Tuesday, August 18, 2009

yogurt


Come September, I think I'll start doing some yoga.

I sat down the other day and really micro-managed my mental health and realized:

Although on the surface I consistently appear calm, my soul races with stress on the inside.

I think this has been the case for quite some time. It has always (ever since I can remember) been my style to just shrug things off and let them resolve itself in my head, mainly when I sleep. My family has always known this, and I am occasionally called "a fart in a windstorm", mostly because I just drift through life seamlessly without a care in the world.

Until recently, I realized differently.
There is a small sign in the gym, here in my condo. It states:

Stress can be related to 90% of all illness.

True or not, it scared the shit out of me.
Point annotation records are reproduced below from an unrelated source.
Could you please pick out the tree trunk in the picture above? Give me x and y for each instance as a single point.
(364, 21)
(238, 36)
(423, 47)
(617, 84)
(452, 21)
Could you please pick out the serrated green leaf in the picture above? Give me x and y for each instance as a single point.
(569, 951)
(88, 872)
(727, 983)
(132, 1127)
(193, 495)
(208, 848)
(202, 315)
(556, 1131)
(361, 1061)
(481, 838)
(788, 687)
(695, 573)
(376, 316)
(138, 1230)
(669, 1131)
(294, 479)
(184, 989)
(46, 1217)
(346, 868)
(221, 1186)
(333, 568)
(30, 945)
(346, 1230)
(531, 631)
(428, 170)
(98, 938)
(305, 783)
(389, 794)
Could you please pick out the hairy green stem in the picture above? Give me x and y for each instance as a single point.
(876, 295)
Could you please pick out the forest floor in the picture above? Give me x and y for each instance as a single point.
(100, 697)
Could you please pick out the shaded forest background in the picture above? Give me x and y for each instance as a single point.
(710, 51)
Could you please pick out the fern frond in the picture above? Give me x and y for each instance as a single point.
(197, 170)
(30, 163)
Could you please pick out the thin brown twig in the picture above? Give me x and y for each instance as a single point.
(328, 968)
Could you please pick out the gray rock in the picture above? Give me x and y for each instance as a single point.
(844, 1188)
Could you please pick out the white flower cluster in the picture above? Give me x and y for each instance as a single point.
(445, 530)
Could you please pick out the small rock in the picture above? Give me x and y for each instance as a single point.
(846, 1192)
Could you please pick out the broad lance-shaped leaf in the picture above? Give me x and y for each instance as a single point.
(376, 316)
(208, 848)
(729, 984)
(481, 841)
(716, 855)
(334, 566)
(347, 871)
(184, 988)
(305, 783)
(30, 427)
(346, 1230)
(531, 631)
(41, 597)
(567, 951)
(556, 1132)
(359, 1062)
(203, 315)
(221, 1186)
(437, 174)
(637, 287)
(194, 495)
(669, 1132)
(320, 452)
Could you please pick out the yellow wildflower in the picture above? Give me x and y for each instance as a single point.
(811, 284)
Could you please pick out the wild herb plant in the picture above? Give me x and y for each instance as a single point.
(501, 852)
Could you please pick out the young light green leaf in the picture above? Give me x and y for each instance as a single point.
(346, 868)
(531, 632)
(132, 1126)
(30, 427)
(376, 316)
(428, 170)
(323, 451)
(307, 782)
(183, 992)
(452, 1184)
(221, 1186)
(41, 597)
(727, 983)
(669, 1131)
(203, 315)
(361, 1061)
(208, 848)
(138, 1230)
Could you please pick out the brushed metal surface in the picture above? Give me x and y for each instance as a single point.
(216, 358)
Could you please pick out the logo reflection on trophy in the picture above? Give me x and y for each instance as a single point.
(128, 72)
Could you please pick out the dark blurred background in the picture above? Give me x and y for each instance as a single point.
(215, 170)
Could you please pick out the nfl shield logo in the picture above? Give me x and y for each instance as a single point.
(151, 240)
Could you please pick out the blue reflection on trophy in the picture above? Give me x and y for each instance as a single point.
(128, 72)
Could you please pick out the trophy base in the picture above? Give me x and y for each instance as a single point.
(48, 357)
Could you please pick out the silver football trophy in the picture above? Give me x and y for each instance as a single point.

Maybe I've lived so strongly by my carefree lifestyle for so long, I've neglected the possibility of having any stress in my life at all. Now that I do, I have no idea what to do with it. I usually play my music loud enough in my headphones to drown out any concrete thoughts that may come floating in. My mom wants me to see a therapist because, after all, my personal life took a huge beating these past two years. I've never been too keen on the whole idea, probably because I'm old school and think therapy is an expensive way of dealing with your problems. After all this I can only rationalize one thought:

Isn't life fucking sweet, folks?

Just when you thought you were as cool as can be, life switches the picture and smacks you on the head. Just when you thought life was all figured out, your mind throws a stick in the spokes and tells you to handle it. I'm fine with that, because the path to self-discovery is like finally learning how to factor or long-divide numbers in Grade 11 math. When you realize something is wrong, what else is there to do than to tackle that motherfucker and get to the bottom of it? You can ignore it all you like. Shit, I've done it for most of my life.

I'm pretty sure there is a literal mass of neglected stress, stories, memories, and images stored somewhere in my body. It has to have created mass by now. I'm assuming it's either in my brain, my stomach, my heart, or my balls. Wherever it may be, it's time for a reduction.

So maybe some yoga will do.


1 comment:

katelynschmidt said...

That stress factoid is so true - I've heard Dax (Tori's bro) say that before and it's true. You gotta find your own outlet to deal with it - for me its writing or rollerblading. Yoga is great too. Hope it helps Andy.